この世界の各地には、ダンジョンと呼ばれる危険な迷宮が次々と発見されている。長い時代の中で、高名な冒険者が現われてはダンジョンを攻略し、人里に危害が加わらないように隔離した。彼らは後に、勇者として語られることになる。


勇者たちは後世の冒険者の育成のために、隔離したダンジョンにその本来の機能を残した。つまり、攻略されたダンジョンにもモンスターが徘徊し、財宝を貯め込んでいるのだ。

世界各地に意図的に残されたダンジョンは、とあるギルドによって管理された。それが『ダンジョン管理ギルド・アルカネット』だ。

ダンジョンは世界中で管理され、攻略難易度に基づいてランクを付けられた。易しい方から初級、中級、上級、そして最も危険な勇者級となる。


次はダンジョンでモンスターと戦う冒険者について詳しく説明しよう。冒険者にはさまざまな職業(ジョブ)が存在する。剣を使い敵を薙ぎ払う剣士。巨大な盾で味方を守るガード。遠距離から強力な魔術で敵を撃破する魔術師。味方の傷の回復を行う僧侶。味方を強化する強化魔術師などはかなりマイナーな部類に入る。

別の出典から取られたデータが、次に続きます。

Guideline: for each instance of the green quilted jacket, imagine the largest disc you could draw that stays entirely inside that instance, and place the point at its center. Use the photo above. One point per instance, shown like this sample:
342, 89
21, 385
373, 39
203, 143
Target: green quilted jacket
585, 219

これ以外にもさまざまなジョブの冒険者たちがパーティを組んでダンジョンに挑む。世界各地のダンジョンには毎日たくさんの冒険者パーティが腕を競っているのだ。


パーティが大きくなると、ギルドと呼ばれる自治組織が生まれることになる。

一番大きな規模を持つギルドは冒険者ギルドで、ダンジョン攻略に特化した組織がアルカネットから認可登録されていくつも存在する。

他にわかりやすいのは職人系ギルドだ。鍛冶屋や道具精製の職人たちが集まった組織が製造物の流通と販売を行う。


こうしてダンジョンの周りに人が集まり、交易が盛んになると行商人や町人も増える。ダンジョンの周りには巨大交易都市が構築されていった。

ダンジョンのある所に大都市あり。ダンジョンと冒険者は巨大産業を支えていると言っても過言ではないのだ。


ダンジョンは階を深めるたびにモンスターも凶暴になるが、高価なアイテムや宝が手に入る。そんな危険と裏返しの一攫千金の夢にかられた者たちこそ冒険者だ。

昨今では一大冒険者ブームが巻き起こっていた。


◇◇◆◆◇◇◆◆


物語を始める前に、ピートという少年の生い立ちを説明しておこう。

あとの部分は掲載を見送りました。